Michael Pollan, author of "This Is Your Mind On Plants," answers the internet's burning questions about psychedelics. How does LSD work? What is ego death? How are psychedelics used for addiction therapy? Why are psychedelics so frowned upon? Michael answers all these questions and much more. For more on the pharmacology of plants, read Michael Pollan's latest book THIS IS YOUR MIND ON PLANTS - https://www.penguinrandomhouse.com/books/665612/this-is-your-mind-on-plants-by-michael-pollan/#:~:text=In%20This%20Is%20Your%20Mind,about%20them%20into%20sharp%20relief.

Released on 09/14/2021

Transcript

Trippy Hippie asks,

What if LSD connects your brain to other dimensions

and planes around you?

Yeah, what if?

Maybe it does. Maybe it did with your brain.

Hi, I'm Michael Pollan,

author of This is Your Mind on Plants.

Today I'm here to answer your questions on Twitter.
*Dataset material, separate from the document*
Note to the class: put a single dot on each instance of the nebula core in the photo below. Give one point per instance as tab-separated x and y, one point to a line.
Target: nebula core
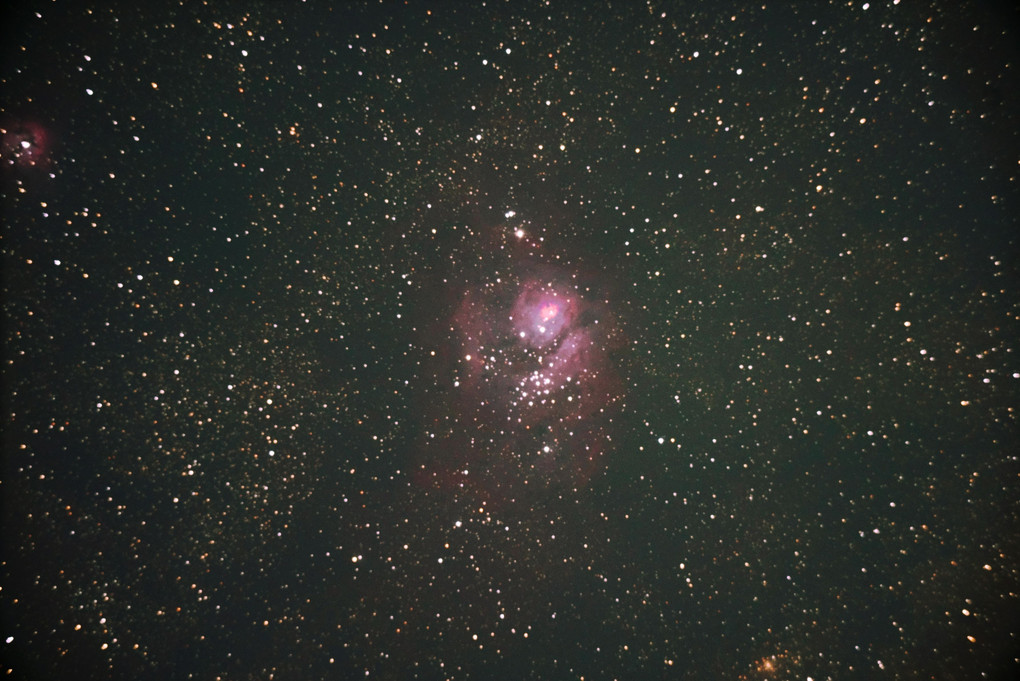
531	391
This is Psychedelics Support.

[upbeat music]

@AlfredRomero asks, How does LSD work?

It's a great question, and we know part of the answer,

but not the whole thing.

LSD is a molecule that is shaped a lot like serotonin.
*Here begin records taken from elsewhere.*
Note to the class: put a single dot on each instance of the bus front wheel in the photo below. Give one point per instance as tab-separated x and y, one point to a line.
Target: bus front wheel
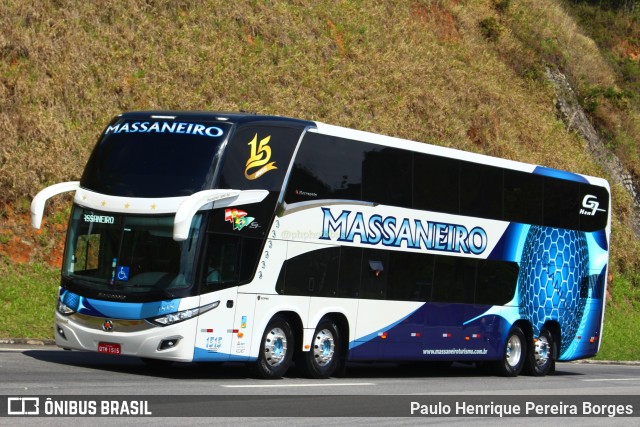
276	350
541	358
513	358
326	349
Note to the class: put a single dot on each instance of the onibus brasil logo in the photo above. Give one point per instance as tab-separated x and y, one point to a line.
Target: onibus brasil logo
238	218
260	156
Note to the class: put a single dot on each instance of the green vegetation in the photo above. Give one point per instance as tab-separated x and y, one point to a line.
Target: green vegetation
464	74
28	293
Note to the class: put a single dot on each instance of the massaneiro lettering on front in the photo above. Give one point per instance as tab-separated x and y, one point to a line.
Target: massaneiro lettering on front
165	127
103	219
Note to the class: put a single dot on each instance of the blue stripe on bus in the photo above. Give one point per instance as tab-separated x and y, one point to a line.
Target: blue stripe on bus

Serotonin is a very important neurotransmitter

involved with mood and a whole lot of other things.

There are receptors in your brain

that are configured to receive serotonin.

And as it happens, the LSD molecule

fits into those receptors even more tightly

or perfectly than serotonin itself.

That's one of the reasons that LSD lasts so long

'cause it just fits so snugly into that receptor.

It is an agonist.

In other words, it makes that receptor do something

rather than hibit from doing something.

But beyond that, we don't really know.

There's a cascade of effects from the time

we've activated those receptors to the changes in perception

and consciousness that people experience.
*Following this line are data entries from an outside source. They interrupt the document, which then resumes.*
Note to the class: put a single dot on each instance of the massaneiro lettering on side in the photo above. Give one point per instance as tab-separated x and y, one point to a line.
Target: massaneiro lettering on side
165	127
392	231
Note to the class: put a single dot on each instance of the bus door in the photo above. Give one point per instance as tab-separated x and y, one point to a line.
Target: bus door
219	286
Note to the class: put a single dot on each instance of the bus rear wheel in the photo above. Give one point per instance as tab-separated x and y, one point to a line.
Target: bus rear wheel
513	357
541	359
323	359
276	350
You would be amazed how little we understand

about how the brain works.

@carbonbuns.

I'm never going to try LSD.

What if it triggers some freak reaction

and erases my memories or completely rewrites my brain?

I don't know of any cases where that has actually happened.

There are certainly people who have had psychotic breaks

on a psychedelic.

Many experiences can lead, can trigger schizophrenia,

but psychedelics are one of them.

So the fear of going crazy is definitely out there

and it's why many people avoid psychedelics.

It doesn't happen very often,

but if it happens once [laughs] that's a big problem.

@ANGELCOR3 asks,

How do I avoid having a bad trip?

In the research trials that have been going on

for the last couple of years,

they will give you some really helpful advice.

They call them the flight instructions.

This is what they tell you before your trip begins.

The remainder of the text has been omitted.